This year has a lot to live up to sports wise if it is to match 2013.
Many milestones were reached, so many great games played out in front of our eyes, and it was this way from the global stage all the way down to the state. Any Murray won Wimbledon, Phil Mickelson finally won The Open, the Sooner ladies took the national softball crown, Bedlam was as crazy as it could get, and Cowboys basketball is going full steam ahead into the Big 12 calendar behind the exploits of Marcus Smart. In between, we had an exciting, drama-filled Super Bowl and one of the best Iron Bowl games this generation will ever see.
Of course the biggest moment of 2014 may have already happened, since by the time this column goes of to print the Sugar Bowl will be underway. Aside from that potential upset, the biggest change in the Oklahoma sports landscape that could mark 2014 will not come from one of the already established sports.
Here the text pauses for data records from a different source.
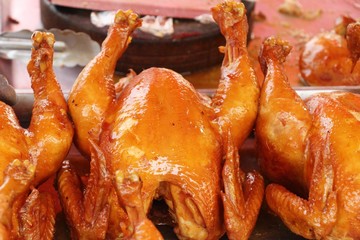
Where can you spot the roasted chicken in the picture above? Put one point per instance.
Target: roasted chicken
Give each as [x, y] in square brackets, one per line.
[309, 146]
[30, 156]
[158, 138]
[331, 58]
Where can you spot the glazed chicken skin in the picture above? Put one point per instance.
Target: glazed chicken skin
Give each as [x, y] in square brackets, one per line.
[332, 58]
[159, 138]
[30, 156]
[330, 164]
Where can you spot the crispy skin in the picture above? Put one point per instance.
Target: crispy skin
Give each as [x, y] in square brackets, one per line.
[30, 156]
[162, 139]
[330, 164]
[283, 122]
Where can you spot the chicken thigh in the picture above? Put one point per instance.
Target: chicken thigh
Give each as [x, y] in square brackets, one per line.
[324, 133]
[30, 156]
[159, 138]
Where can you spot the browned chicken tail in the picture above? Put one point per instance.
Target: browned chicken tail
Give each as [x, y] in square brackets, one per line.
[130, 197]
[98, 80]
[236, 104]
[283, 121]
[242, 196]
[87, 213]
[50, 130]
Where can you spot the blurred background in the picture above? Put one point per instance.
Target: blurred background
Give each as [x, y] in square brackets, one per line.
[192, 47]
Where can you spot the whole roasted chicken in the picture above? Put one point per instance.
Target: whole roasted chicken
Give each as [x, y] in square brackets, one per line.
[30, 156]
[157, 137]
[331, 58]
[311, 148]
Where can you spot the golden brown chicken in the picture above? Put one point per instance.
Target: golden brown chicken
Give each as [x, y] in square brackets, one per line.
[30, 156]
[324, 133]
[332, 58]
[159, 138]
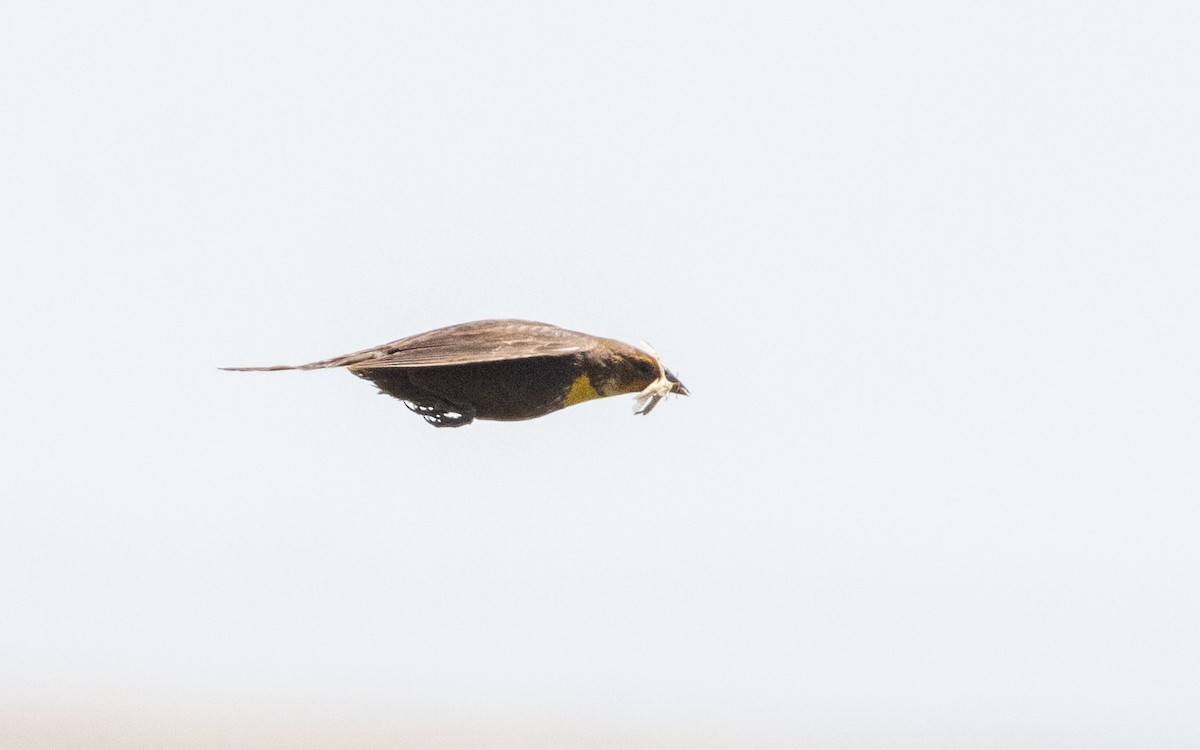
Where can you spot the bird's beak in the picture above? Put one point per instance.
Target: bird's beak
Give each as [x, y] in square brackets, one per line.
[676, 385]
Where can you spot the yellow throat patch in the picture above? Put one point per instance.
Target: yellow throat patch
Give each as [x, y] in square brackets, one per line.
[581, 390]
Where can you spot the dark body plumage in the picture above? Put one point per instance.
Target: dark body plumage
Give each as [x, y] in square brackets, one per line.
[503, 370]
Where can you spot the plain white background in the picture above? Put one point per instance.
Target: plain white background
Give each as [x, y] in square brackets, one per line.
[929, 270]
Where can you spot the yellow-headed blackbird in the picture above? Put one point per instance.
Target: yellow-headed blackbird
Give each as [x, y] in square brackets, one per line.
[504, 370]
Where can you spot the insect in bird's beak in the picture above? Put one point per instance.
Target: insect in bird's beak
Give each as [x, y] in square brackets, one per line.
[651, 396]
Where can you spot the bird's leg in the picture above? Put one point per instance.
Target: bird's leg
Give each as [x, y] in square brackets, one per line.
[442, 413]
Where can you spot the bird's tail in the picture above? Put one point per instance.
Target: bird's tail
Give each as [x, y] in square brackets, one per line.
[346, 360]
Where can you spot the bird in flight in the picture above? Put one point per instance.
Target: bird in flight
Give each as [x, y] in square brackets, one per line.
[503, 370]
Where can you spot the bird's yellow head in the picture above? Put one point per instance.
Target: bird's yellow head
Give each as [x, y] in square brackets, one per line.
[642, 372]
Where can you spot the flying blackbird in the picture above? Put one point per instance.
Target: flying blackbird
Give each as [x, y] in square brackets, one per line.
[503, 370]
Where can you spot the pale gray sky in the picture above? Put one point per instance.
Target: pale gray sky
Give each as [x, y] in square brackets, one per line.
[930, 271]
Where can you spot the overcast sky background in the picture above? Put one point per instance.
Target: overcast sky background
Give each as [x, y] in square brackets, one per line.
[930, 271]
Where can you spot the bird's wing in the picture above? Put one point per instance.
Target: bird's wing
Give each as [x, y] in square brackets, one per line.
[485, 341]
One only has to look at the biggest sporting event on the calendar and some fresh activity out of Oklahoma City to realize this.
It is a fact that the World Cup, soccer's most famous tournament, is the world's most watched event. It is estimated 700 million people watched the final of the tournament in 2010. Out of those, 111.6 million in the United States watched at least six minutes of the tournament, a 22 percent increase from the reach in 2006, according to The Nielsen Company. By contrast, the Super Bowl had 111.3 million American viewers in 2013, and that was also record.
What's interesting about the 2014 installation of the World Cup, held in Brazil, is that it comes at a time when Oklahoma is reaching its own soccer milestone. The Oklahoma City Energy FC (which stands for Football Club) will begin playing in the USL PRO league in March of this year. It appears as though the timing could not be more perfect.
With attention drawn to the world's game, it could easily translate into a higher than usual interest in soccer locally. For the first time in decades, Oklahomans will have a professional soccer team to support, if they so choose, while also thinking about their own national team lining up against the world's best. It's the sport's perfect storm, and Oklahoma will be in the middle of it.
Of course, there is still the matter of how the public will actually react. Energy's stadium for the first season is at Bishop McGuinness High School on the north end of Oklahoma City. It's hardly in the thick of things. Then there's the tendency for first-year teams to struggle, making it difficult to keep a solid fan base coming back week after week. Sure attendances and television viewers tend to rise during world cup years, but by how much and the after effects of this are up in the air.
Regardless, 2014 will be a big year for America's fastest growing sport in Oklahoma. Growth and expansion can only be seen as positive at this point. It will also be interesting to see how the state embraces the game after the success of the Thunder. The fanfare around the Energy won't come close to that of the basketball franchise, but there is still a lot of sports passion to be given in a state with only one professional team to support. The newest franchise will also have to contend with the still popular view that soccer is strictly a foreign game, despite more and more evidence to the contrary popping up with each passing year.